Я ясно, до умопомрачения ясно помню каждую минуту, секунду, каждое мгновение той темной, беззвездной, мучительно долгой ночи, что опустилась на землю в преддверии казни. Я рыдал и падал ниц, проклиная себя и свою гордость; я любил Ноэля всем сердцем, жаждал Его избавленья; однако до рассвета, пока не пропели первые петухи, я трижды отрекся от Сына. Ибо сорвать казнь – значило навсегда убить Его душу; отстраниться – погубить только лишь тело. Выбор был очевиден…
Едва первые лучи солнца озарили пунцовый, застланный тучами горизонт, как я отправился в Город, дабы разделить с Сыном последние часы его жизни. Далекие раскаты чудовищного, сотрясавшего все мироздание грома сжали в смертельных объятиях землю – сие знаменовало рождение новой эпохи.
На исходе дня я был уже в Городе. Жаркая, огненная пелена горячего, словно навеки застывшего воздуха окутывала его до самых предместий. Улицы обезлюдели; выйти из дома на раскаленные тротуары и пылающую пламенем брусчатку рискнули немногие, а те, кто осмелился, устремились к площади Кальварии, где и предполагалось проведение казни. Измокшая одежда больно впивалась мне в тело, руки истекали кровью – какая жуткая аллегория всего содеянного мной прежде!
Посреди площади, на помосте, была возведена гильотина – призрачный блеск ее остро отточенного лезвия освещал Городу путь в вечность. Раскаты грома становились все громче, молнии неистово пронзали расколотый, подобно зеркалу, небосвод; черная, обжигающая пыль, непроницаемой вуалью висевшая в воздухе, скрывала от меня лица зевак, собравшихся поглазеть на священное таинство смерти. Был среди них и Тиориаск – живой и невредимый; теперь мне все стало понятно – мнимая гибель его, конечно, с самого начала была подстроена Первосвященником и Деменцио Урсусом… Молодой человек, прошу вас, при встрече с Курфюрстом – а она, несомненно, состоится – не забывайте, кем он был прежде. Знайте: подлость и фарисейство текут по его венам; ради амбиций он пойдет на что угодно – как некогда пошел на убийство Майтреа. Курфюрст – волк, облаченный в шкуру и одеяния агнца; то же самое можно сказать и о всей его свите.

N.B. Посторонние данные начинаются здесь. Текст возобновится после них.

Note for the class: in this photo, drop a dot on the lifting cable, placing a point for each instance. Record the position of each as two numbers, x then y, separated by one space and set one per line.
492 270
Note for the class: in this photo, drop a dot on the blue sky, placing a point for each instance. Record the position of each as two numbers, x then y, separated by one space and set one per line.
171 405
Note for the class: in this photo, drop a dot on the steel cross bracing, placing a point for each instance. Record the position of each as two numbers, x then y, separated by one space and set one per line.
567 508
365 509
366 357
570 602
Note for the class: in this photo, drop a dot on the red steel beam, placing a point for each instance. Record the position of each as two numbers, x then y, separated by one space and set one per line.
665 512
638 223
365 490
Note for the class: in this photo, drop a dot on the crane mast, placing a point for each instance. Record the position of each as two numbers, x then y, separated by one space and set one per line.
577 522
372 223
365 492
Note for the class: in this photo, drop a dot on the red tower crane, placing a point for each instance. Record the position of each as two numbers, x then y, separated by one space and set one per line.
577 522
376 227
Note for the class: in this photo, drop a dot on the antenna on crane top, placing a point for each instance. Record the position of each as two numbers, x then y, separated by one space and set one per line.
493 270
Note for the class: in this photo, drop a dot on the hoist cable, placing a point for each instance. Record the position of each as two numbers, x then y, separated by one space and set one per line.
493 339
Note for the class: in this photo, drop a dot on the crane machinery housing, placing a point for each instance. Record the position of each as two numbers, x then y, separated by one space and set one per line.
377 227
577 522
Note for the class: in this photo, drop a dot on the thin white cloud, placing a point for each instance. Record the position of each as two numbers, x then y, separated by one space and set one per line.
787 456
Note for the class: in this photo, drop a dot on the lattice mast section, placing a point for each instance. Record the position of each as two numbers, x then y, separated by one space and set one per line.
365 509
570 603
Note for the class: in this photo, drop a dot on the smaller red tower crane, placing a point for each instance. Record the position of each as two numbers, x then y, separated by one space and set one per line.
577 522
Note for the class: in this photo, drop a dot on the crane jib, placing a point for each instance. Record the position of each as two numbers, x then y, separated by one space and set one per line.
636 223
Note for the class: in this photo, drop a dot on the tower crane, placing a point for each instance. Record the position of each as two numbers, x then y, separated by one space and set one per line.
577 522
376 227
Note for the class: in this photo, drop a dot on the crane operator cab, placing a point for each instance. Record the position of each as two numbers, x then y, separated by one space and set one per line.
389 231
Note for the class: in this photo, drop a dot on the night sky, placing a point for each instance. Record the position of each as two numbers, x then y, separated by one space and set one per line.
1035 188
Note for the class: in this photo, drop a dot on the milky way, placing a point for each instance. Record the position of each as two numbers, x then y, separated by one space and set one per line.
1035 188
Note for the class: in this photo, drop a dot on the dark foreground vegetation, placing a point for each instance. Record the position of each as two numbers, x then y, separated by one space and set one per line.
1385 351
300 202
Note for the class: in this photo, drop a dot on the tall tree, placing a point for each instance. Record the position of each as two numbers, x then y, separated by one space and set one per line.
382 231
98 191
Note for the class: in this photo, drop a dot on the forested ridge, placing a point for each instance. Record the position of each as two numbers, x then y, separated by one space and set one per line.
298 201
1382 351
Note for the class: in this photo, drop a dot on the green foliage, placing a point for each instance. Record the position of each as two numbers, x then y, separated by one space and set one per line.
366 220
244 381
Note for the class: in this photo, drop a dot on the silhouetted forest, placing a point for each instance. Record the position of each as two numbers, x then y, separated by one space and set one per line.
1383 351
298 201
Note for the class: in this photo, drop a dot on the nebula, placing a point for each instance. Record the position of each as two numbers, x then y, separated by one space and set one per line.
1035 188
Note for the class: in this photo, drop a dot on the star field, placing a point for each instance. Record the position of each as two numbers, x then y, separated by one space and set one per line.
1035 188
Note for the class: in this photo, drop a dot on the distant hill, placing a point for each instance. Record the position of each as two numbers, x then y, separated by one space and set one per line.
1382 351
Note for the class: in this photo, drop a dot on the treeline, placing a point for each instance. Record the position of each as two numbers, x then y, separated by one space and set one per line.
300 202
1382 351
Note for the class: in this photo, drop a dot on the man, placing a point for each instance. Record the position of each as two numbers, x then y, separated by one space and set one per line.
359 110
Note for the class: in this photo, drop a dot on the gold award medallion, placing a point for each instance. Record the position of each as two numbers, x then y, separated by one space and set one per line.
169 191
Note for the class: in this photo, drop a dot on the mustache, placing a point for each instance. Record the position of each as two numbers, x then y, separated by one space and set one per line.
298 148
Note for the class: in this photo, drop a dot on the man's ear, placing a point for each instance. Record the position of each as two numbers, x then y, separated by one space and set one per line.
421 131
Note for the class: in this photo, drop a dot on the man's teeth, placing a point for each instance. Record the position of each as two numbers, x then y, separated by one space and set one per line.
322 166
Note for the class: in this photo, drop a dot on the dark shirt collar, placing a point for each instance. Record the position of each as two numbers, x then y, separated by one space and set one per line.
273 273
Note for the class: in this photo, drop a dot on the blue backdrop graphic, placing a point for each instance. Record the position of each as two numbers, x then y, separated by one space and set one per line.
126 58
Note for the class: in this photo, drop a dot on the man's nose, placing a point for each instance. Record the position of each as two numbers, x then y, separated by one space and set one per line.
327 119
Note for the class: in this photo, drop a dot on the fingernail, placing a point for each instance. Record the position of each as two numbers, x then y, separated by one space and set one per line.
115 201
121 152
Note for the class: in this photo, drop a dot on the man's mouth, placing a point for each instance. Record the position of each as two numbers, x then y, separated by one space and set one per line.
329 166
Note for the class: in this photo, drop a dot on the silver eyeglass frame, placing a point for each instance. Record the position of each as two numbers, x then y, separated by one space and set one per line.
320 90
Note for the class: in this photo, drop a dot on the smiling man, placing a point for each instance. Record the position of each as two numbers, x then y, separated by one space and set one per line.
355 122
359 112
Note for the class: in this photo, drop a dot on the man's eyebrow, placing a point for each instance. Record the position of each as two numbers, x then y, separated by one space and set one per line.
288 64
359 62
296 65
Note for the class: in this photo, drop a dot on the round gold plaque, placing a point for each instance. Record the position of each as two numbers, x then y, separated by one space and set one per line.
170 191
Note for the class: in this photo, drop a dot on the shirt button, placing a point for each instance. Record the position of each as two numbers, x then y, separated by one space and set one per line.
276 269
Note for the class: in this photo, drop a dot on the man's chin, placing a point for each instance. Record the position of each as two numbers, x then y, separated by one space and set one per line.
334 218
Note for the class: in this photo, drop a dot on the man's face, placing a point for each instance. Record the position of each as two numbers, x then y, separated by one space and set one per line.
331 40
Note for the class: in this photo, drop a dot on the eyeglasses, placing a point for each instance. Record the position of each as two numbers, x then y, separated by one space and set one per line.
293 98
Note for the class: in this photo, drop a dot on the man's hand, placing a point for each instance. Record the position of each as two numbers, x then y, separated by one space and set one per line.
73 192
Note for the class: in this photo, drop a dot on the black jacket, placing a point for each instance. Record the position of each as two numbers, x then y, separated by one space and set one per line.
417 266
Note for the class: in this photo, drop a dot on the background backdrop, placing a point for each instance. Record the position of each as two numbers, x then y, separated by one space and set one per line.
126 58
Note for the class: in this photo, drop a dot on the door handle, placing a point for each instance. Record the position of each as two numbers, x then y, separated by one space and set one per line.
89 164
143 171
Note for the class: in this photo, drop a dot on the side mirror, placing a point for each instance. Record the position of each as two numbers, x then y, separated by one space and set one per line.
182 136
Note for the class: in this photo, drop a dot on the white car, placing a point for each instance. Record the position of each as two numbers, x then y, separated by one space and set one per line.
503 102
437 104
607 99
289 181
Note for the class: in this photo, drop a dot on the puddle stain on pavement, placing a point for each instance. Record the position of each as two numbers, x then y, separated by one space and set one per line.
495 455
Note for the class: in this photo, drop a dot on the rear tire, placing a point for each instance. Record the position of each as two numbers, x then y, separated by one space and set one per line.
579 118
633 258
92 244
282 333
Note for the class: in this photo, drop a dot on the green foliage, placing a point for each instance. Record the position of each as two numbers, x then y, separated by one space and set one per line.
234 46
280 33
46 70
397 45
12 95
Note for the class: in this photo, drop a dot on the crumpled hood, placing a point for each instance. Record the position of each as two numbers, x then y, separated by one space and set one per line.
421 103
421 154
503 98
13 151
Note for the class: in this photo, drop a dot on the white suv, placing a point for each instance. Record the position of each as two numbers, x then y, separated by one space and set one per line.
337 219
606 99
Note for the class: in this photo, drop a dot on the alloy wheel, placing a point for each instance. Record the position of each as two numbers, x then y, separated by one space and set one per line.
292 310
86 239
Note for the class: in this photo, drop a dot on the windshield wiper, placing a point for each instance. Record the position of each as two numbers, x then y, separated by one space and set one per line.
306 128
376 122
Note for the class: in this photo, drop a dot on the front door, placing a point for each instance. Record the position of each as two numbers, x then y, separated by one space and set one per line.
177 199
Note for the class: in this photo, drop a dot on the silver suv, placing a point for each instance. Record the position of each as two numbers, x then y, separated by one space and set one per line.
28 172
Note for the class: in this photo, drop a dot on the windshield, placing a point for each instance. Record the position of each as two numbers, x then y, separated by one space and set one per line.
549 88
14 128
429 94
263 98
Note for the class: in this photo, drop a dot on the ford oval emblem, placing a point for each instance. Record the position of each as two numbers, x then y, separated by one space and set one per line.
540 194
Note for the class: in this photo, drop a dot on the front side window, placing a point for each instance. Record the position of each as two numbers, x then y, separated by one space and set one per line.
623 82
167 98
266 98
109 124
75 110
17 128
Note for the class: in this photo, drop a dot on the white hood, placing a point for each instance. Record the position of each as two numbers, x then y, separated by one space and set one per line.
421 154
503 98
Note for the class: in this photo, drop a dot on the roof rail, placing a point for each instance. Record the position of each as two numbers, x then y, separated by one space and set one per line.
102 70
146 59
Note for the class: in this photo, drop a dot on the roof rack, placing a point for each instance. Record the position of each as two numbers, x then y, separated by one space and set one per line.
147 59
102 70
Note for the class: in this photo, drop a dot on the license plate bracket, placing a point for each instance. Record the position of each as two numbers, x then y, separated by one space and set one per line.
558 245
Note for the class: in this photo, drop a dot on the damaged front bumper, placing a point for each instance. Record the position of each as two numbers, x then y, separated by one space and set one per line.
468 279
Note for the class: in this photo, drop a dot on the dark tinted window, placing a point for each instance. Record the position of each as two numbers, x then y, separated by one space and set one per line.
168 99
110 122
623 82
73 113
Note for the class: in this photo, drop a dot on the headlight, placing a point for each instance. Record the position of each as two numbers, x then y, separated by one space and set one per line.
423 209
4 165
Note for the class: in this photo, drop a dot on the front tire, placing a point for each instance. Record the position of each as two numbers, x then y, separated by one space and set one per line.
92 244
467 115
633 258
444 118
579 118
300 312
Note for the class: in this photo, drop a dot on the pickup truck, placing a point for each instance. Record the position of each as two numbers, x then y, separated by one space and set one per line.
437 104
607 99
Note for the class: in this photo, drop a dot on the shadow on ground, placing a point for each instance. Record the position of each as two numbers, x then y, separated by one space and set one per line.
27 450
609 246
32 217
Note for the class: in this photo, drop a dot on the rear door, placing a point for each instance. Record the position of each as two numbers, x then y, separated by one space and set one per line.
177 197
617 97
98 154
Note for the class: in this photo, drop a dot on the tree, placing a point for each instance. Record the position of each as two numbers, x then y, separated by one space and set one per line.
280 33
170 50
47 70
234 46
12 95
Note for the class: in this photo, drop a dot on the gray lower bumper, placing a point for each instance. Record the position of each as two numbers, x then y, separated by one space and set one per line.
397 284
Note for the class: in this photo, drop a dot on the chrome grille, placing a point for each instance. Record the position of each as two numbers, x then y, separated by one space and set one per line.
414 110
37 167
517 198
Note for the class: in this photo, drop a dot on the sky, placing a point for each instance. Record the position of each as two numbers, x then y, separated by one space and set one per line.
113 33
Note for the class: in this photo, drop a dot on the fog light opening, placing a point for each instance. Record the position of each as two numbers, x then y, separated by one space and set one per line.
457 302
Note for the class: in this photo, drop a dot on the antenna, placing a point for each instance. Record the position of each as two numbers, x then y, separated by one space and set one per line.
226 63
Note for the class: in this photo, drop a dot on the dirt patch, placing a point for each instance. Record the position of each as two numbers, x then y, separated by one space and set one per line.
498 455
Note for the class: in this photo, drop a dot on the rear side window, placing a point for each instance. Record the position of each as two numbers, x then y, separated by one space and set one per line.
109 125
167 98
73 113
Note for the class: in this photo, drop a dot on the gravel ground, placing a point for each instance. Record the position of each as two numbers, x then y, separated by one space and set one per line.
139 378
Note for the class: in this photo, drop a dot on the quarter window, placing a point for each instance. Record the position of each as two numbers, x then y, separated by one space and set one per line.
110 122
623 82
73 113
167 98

Однако не о нем и не о Деменцио Урсусе думал я перед казнью – и даже не о Сыне, которому она предстояла. В то мгновение внимание мое было устремлено на несчастного Тиориаска, который, вжав голову в плечи, понуро стоял посреди беснующейся, пестрой толпы. Глаза его блестели слезами, бледные впалые щеки выдавали дыхание смерти; промеж сжатых в кулак пальцев сочилась алая, горячая кровь, стекавшая на мостовую. Он, он был повинен в мучениях моего Сына – в том не могло быть сомнений; но, глядя на согбенную фигуру отчаявшегося, утратившего все человека, на его худые, истощенные руки, едва заметно трясшиеся от волнения, я чувствовал не злость, гнев и презрение, а только лишь сострадание… Ибо видел я, какая участь ему уготована: безутешная пустота до краев заполнила Тиориасково сердце – и роковой исход стал неизбежен: самоубийство – таков был его путь к искуплению. Сие и свершилось: утром следующего дня бездыханное тело Тиориаска было выброшено на берег разъяренным, бушующим океаном, а первые капли дождя, начавшегося оной ночью, горькими слезами омыли его покрытые грехом, окровавленные руки. Теперь он чист и свободен!